I lie still and let the quiet settle, letting myself exist before the thoughts line up like impatient strangers outside a door.
They come anyway.
The roar of the crowd when the puck hit the net. The way Grayson looked up into the stands, not searching for attention, not feeding off the noise, but looking for something specific.
Looking forme.
And then the hallway.
The almost moment that never crossed the line but still left a mark. The closeness. The way he stood near me without crowding.
I roll onto my side and press my hands under the pillow like I can hide them from myself.
It doesn’t help.
My body feels too aware this morning, like it’s been tuned to a frequency it can’t unhear.
And worse than that, every nerve, every muscle, every bone in my body wants his attention again.
I don’t check my phone right away. Not because I don’t want to, but because I want to too much, and I’m afraid if I touch it, everything will rush back at once and I won’t know how to hold it.
Instead, I sit up slowly, swing my legs over the side of the bed, and pull on my hoodie before padding down the hall.
Kai is at the counter with coffee in one hand and his phone in the other. He looks up when he hears me, and his eyes do what they always do—scan, assess, catalog.

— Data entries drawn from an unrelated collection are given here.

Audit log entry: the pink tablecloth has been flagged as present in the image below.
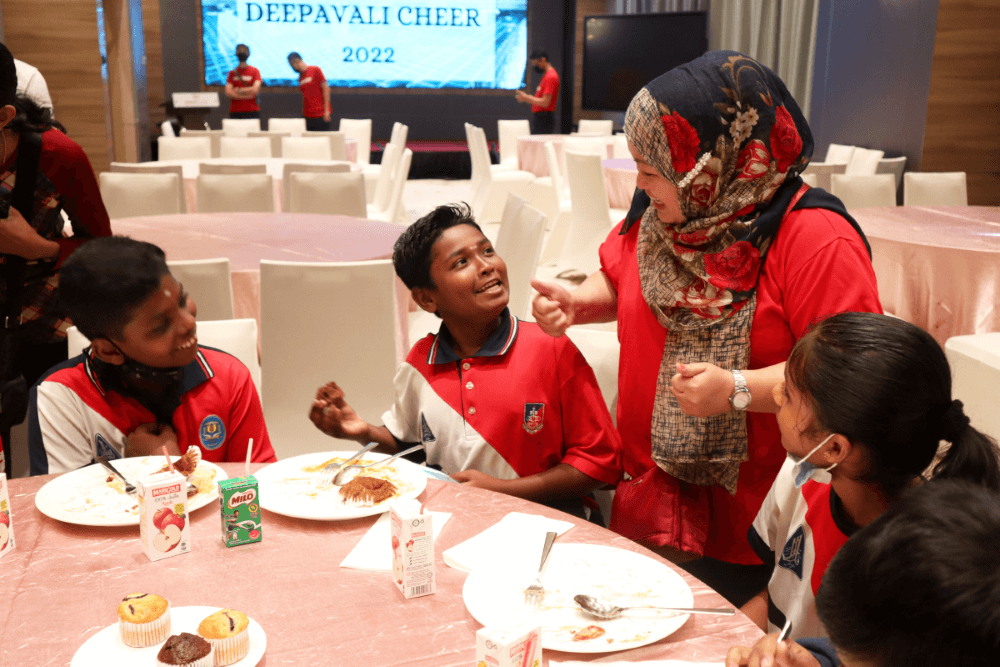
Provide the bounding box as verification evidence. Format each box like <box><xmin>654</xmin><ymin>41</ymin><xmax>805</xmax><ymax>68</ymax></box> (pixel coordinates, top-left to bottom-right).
<box><xmin>0</xmin><ymin>463</ymin><xmax>761</xmax><ymax>667</ymax></box>
<box><xmin>851</xmin><ymin>206</ymin><xmax>1000</xmax><ymax>345</ymax></box>
<box><xmin>112</xmin><ymin>213</ymin><xmax>410</xmax><ymax>360</ymax></box>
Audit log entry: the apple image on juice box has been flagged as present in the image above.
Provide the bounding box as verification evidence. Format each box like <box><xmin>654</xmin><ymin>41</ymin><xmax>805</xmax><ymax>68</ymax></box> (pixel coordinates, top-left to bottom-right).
<box><xmin>136</xmin><ymin>472</ymin><xmax>191</xmax><ymax>561</ymax></box>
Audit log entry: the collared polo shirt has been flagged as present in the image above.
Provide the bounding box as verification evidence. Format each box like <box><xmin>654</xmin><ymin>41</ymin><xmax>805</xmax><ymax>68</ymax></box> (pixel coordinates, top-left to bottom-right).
<box><xmin>382</xmin><ymin>309</ymin><xmax>621</xmax><ymax>484</ymax></box>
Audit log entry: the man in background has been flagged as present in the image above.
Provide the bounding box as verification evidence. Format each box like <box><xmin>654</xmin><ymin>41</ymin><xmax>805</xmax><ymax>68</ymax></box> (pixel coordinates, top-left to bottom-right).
<box><xmin>514</xmin><ymin>49</ymin><xmax>559</xmax><ymax>134</ymax></box>
<box><xmin>288</xmin><ymin>51</ymin><xmax>332</xmax><ymax>132</ymax></box>
<box><xmin>226</xmin><ymin>44</ymin><xmax>262</xmax><ymax>118</ymax></box>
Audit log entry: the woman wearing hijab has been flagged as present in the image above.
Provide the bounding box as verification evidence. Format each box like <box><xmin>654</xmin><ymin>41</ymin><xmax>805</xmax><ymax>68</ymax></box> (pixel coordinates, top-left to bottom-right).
<box><xmin>534</xmin><ymin>51</ymin><xmax>881</xmax><ymax>606</ymax></box>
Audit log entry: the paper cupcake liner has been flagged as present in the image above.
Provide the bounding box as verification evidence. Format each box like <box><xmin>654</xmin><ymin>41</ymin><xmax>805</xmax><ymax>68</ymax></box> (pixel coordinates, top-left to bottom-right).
<box><xmin>118</xmin><ymin>602</ymin><xmax>170</xmax><ymax>648</ymax></box>
<box><xmin>208</xmin><ymin>625</ymin><xmax>250</xmax><ymax>667</ymax></box>
<box><xmin>156</xmin><ymin>642</ymin><xmax>215</xmax><ymax>667</ymax></box>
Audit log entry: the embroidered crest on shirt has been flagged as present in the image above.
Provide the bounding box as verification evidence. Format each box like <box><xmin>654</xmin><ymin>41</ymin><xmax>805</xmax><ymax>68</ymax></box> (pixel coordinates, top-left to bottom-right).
<box><xmin>778</xmin><ymin>526</ymin><xmax>806</xmax><ymax>581</ymax></box>
<box><xmin>522</xmin><ymin>403</ymin><xmax>545</xmax><ymax>433</ymax></box>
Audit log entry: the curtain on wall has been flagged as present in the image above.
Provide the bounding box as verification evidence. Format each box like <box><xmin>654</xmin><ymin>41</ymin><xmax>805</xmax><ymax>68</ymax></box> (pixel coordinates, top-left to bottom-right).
<box><xmin>608</xmin><ymin>0</ymin><xmax>820</xmax><ymax>119</ymax></box>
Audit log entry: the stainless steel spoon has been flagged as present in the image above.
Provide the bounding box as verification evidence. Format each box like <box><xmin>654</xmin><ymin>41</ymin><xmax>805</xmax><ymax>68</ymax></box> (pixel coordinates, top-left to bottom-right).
<box><xmin>573</xmin><ymin>595</ymin><xmax>736</xmax><ymax>619</ymax></box>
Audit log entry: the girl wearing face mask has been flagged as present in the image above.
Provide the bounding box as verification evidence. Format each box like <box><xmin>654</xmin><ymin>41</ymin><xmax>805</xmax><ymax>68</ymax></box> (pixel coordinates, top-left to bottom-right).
<box><xmin>743</xmin><ymin>313</ymin><xmax>1000</xmax><ymax>638</ymax></box>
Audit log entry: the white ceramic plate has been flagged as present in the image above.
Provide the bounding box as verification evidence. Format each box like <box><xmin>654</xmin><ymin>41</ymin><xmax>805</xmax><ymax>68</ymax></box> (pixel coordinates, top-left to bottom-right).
<box><xmin>69</xmin><ymin>607</ymin><xmax>267</xmax><ymax>667</ymax></box>
<box><xmin>462</xmin><ymin>542</ymin><xmax>694</xmax><ymax>653</ymax></box>
<box><xmin>255</xmin><ymin>452</ymin><xmax>427</xmax><ymax>521</ymax></box>
<box><xmin>35</xmin><ymin>456</ymin><xmax>228</xmax><ymax>526</ymax></box>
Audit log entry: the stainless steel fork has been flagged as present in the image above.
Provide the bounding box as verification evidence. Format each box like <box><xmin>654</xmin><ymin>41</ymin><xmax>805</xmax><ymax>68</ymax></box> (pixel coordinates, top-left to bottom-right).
<box><xmin>524</xmin><ymin>532</ymin><xmax>558</xmax><ymax>609</ymax></box>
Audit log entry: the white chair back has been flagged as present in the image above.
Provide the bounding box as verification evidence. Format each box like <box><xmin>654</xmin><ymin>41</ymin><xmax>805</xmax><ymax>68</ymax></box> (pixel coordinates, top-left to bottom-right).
<box><xmin>844</xmin><ymin>148</ymin><xmax>885</xmax><ymax>176</ymax></box>
<box><xmin>260</xmin><ymin>260</ymin><xmax>396</xmax><ymax>458</ymax></box>
<box><xmin>267</xmin><ymin>118</ymin><xmax>306</xmax><ymax>137</ymax></box>
<box><xmin>156</xmin><ymin>137</ymin><xmax>212</xmax><ymax>160</ymax></box>
<box><xmin>100</xmin><ymin>171</ymin><xmax>187</xmax><ymax>219</ymax></box>
<box><xmin>496</xmin><ymin>194</ymin><xmax>547</xmax><ymax>319</ymax></box>
<box><xmin>903</xmin><ymin>171</ymin><xmax>969</xmax><ymax>206</ymax></box>
<box><xmin>167</xmin><ymin>257</ymin><xmax>233</xmax><ymax>320</ymax></box>
<box><xmin>831</xmin><ymin>174</ymin><xmax>896</xmax><ymax>211</ymax></box>
<box><xmin>285</xmin><ymin>171</ymin><xmax>368</xmax><ymax>218</ymax></box>
<box><xmin>497</xmin><ymin>120</ymin><xmax>531</xmax><ymax>169</ymax></box>
<box><xmin>222</xmin><ymin>118</ymin><xmax>260</xmax><ymax>137</ymax></box>
<box><xmin>219</xmin><ymin>136</ymin><xmax>273</xmax><ymax>158</ymax></box>
<box><xmin>66</xmin><ymin>319</ymin><xmax>261</xmax><ymax>394</ymax></box>
<box><xmin>197</xmin><ymin>174</ymin><xmax>274</xmax><ymax>213</ymax></box>
<box><xmin>340</xmin><ymin>118</ymin><xmax>372</xmax><ymax>164</ymax></box>
<box><xmin>576</xmin><ymin>119</ymin><xmax>614</xmax><ymax>137</ymax></box>
<box><xmin>281</xmin><ymin>137</ymin><xmax>333</xmax><ymax>160</ymax></box>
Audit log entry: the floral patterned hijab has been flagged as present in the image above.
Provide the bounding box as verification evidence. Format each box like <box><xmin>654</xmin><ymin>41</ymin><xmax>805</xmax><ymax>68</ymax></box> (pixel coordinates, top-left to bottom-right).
<box><xmin>622</xmin><ymin>51</ymin><xmax>860</xmax><ymax>494</ymax></box>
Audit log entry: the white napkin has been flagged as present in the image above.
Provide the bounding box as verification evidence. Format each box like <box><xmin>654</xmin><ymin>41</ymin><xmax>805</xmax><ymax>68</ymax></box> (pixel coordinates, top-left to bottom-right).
<box><xmin>444</xmin><ymin>512</ymin><xmax>573</xmax><ymax>572</ymax></box>
<box><xmin>340</xmin><ymin>512</ymin><xmax>451</xmax><ymax>572</ymax></box>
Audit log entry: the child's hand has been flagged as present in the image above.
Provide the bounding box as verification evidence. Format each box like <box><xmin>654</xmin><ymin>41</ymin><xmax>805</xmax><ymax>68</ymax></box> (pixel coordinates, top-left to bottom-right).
<box><xmin>726</xmin><ymin>632</ymin><xmax>819</xmax><ymax>667</ymax></box>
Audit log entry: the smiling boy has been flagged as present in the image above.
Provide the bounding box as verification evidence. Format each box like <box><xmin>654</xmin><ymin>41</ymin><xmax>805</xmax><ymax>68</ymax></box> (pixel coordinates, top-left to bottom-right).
<box><xmin>28</xmin><ymin>237</ymin><xmax>276</xmax><ymax>475</ymax></box>
<box><xmin>310</xmin><ymin>205</ymin><xmax>621</xmax><ymax>516</ymax></box>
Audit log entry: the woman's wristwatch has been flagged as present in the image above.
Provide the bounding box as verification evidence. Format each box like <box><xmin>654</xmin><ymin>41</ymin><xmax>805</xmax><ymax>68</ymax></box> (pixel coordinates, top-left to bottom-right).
<box><xmin>729</xmin><ymin>368</ymin><xmax>750</xmax><ymax>412</ymax></box>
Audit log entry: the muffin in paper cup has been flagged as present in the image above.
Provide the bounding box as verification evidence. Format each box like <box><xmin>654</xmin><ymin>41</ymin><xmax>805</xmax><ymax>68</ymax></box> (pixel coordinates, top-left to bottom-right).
<box><xmin>198</xmin><ymin>609</ymin><xmax>250</xmax><ymax>667</ymax></box>
<box><xmin>118</xmin><ymin>593</ymin><xmax>170</xmax><ymax>648</ymax></box>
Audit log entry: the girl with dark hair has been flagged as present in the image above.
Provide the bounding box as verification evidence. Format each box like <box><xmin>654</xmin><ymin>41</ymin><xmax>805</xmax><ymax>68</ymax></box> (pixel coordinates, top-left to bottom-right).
<box><xmin>743</xmin><ymin>313</ymin><xmax>1000</xmax><ymax>638</ymax></box>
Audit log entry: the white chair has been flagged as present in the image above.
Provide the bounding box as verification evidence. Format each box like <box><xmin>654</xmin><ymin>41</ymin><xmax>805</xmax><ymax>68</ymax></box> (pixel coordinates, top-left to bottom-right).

He’s been doing it for years, long enough that I can feel it without seeing it. Sometimes it makes me want to scream. Sometimes it makes me want to lean into it, because there’s comfort in being monitored when your own brain doesn’t trust itself.

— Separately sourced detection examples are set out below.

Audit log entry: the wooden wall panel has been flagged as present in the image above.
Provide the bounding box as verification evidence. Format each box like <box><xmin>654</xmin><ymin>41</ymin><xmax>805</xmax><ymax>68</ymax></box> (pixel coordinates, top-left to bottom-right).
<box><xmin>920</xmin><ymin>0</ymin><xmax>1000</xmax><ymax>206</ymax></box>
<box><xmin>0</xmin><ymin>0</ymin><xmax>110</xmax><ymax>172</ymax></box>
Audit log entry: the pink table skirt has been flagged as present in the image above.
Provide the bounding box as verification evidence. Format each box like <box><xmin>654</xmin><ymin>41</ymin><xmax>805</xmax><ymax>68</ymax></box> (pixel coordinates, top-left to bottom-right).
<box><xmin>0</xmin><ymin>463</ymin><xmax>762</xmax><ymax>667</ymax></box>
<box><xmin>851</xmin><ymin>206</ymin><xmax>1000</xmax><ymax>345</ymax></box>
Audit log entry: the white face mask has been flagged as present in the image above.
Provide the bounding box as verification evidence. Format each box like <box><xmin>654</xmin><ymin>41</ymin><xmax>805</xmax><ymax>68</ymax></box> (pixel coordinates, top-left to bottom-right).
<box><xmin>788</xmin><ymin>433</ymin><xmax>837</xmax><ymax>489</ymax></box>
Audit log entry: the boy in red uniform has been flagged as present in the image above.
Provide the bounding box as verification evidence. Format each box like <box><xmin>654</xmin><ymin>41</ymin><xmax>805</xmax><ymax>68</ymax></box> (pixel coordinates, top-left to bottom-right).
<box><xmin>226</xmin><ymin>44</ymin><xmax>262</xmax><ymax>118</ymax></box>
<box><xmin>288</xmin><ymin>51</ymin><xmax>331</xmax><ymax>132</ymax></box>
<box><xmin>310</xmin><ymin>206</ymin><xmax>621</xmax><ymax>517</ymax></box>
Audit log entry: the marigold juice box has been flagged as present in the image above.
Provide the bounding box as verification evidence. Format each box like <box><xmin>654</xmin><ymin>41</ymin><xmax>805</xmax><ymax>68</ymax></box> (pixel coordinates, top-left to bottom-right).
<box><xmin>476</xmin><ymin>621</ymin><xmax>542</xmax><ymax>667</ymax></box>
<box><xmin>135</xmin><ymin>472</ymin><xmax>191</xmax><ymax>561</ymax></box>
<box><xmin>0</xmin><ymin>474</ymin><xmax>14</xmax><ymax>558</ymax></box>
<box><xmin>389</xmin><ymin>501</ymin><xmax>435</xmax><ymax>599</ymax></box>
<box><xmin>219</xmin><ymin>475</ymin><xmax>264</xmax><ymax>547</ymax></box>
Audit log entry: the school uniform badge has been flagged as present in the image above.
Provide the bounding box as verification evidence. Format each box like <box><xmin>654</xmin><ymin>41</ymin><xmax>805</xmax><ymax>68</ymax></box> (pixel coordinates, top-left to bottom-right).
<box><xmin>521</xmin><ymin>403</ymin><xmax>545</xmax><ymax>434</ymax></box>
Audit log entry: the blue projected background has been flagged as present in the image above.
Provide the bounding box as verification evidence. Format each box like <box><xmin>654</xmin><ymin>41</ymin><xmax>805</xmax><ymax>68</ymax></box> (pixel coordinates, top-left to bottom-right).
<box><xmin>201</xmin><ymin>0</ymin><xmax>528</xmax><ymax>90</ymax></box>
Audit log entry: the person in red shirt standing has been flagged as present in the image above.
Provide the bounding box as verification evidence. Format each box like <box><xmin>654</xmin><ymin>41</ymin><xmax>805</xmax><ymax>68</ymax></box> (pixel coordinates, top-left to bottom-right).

This morning, though, there’s something different in him.
The concern is still there, but so is restraint—like he’s trying to hold his protectiveness at arm’s length and let me be a person instead of a problem.
“Morning,” he says.
“Morning.”
I grab a mug and pour myself coffee. He doesn’t ask me what I’m eating today. He doesn’t do the subtle scan that makes my skin itch. For the first minute, he lets the moment be ordinary.
It might be the kindest thing he can do.
We stand in silence, the domestic kind that used to feel impossible, and I let myself believe in it.
Kai clears his throat. “You okay?”
It’s quieter than usual. Less loaded.
I nod. “Yeah.”
He studies me for a beat longer than necessary, then nods back like he’s choosing to accept the answer even if it doesn’t satisfy every instinct.
“That was a hell of a game,” he says.
My chest tightens unexpectedly. “It was.”
Kai’s mouth twitches—the closest he gets to a smile. “Bennett’s having a pretty good season. And Weston scoring twice was a surprise.”
“Yeah,” I say and take a sip to hide the way my pulse jumps at the memory of the game.
Kai leans back against the counter, arms crossed, eyes thoughtful. “You like watching.”